Learning to get along with your child’s teacher is integral to his progress at school. We find out from the curriculum team from Mindchamps Preschool how to go about building a stronger relationship with the teacher.
(Also read: Your child hates his teacher: What to do)
As with any relationship, it takes time, open communication and trust. Building strong parent-teacher ties is the cornerstone of a positive home-school partnership.
It is essential to establish a good relationship between the adults who have a strong influence in your child’s life. Children thrive in school through a “circle of support” that involves the child, the parent and the teacher.

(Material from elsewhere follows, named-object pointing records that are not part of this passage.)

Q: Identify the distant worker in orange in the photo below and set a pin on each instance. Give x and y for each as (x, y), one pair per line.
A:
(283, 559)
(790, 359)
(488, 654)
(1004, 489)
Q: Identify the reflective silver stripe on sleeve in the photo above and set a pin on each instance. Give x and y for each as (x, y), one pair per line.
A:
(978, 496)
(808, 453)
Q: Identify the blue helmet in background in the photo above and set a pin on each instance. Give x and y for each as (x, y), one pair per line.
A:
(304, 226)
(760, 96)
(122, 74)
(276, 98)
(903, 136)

Here are some ways you can create and sustain a positive relationship with his teacher.
Ask about his classroom experience, as you play an important role in his learning journey. You can contribute by sharing your knowledge in your field of expertise when she approaches you for such help.
For example, if you’re a good cook, you could teach them how to prepare a dish. Children do better when parents take a keen interest in their education.
Keep in touch
Stay in regular contact with the teacher. Engage her in conversation rather than just reply to written feedback.

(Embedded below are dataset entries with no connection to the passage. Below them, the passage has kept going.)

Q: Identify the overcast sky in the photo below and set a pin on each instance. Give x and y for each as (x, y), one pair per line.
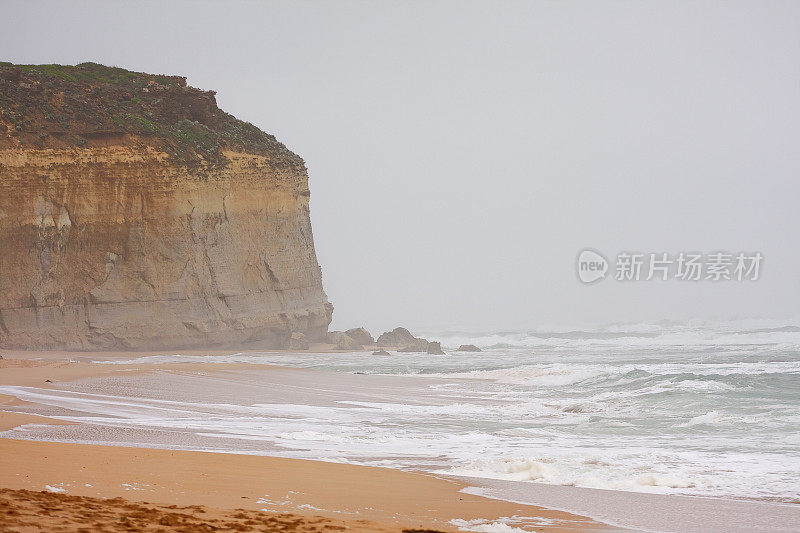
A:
(461, 154)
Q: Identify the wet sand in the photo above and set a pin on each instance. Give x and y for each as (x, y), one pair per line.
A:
(388, 499)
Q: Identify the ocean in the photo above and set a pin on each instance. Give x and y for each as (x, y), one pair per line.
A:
(702, 410)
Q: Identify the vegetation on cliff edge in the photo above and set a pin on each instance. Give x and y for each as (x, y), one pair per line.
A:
(61, 106)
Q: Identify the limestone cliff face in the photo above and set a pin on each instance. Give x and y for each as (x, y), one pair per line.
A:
(115, 238)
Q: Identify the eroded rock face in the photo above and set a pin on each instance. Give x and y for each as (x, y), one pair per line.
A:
(361, 336)
(397, 337)
(123, 243)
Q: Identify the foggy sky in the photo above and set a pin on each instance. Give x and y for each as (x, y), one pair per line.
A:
(461, 154)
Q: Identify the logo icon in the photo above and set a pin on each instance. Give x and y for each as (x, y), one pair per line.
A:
(592, 266)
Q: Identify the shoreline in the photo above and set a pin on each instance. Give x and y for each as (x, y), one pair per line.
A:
(258, 483)
(391, 498)
(584, 509)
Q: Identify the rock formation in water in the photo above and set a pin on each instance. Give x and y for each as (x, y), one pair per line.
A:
(135, 214)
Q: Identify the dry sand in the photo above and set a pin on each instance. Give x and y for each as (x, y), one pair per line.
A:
(346, 495)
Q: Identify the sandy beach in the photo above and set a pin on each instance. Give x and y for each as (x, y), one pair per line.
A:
(266, 488)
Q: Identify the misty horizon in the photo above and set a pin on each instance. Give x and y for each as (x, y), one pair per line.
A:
(460, 156)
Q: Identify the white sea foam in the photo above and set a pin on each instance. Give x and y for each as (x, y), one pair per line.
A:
(622, 407)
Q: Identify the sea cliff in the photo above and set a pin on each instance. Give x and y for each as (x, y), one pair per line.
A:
(135, 214)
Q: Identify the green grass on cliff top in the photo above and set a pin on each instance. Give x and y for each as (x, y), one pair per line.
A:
(73, 102)
(90, 73)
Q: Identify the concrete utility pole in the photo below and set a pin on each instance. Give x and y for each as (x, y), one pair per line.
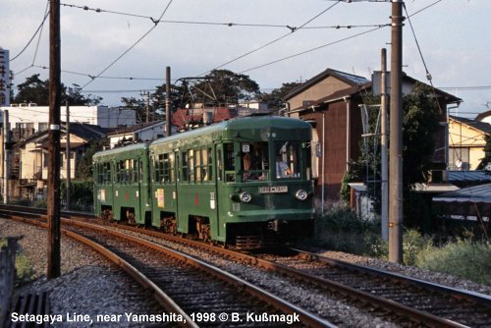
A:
(68, 164)
(168, 124)
(395, 179)
(54, 261)
(384, 147)
(6, 157)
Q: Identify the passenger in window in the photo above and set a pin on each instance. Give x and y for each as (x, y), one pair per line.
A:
(282, 168)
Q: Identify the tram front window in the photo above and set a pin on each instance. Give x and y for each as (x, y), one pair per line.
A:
(255, 164)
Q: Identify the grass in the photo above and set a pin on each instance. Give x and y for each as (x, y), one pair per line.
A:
(23, 266)
(340, 229)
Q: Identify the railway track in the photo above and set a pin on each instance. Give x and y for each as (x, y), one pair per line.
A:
(422, 302)
(194, 292)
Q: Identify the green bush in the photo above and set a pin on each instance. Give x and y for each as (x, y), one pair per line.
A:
(463, 258)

Keep the communication positive and continue to support and nurture your little one at home while allowing her to guide your child’s learning in school. In this way, there is reciprocity, which promotes rapport and a sense of camaraderie.
Build respect and trust
Speak with his teacher before a problem surfaces and mention any concerns you have. Provide constructive feedback, but don’t criticise her in front of him as he may feel anxious and confused.
Always seek clarification when there is a misunderstanding. This helps you get along with your child’s teacher better.
Say “thank you”
Everyone appreciates a kind word, especially teachers, who juggle a heavy workload every day. Your kind gesture will go a long way to help you get along with your child’s teacher.
Talk about school at home
Ask specific questions such as: “Tell me something that made you laugh today.” or “How did somebody help you today?”, rather than posing general questions such as: “How was school today?” or “What did you learn in school today?”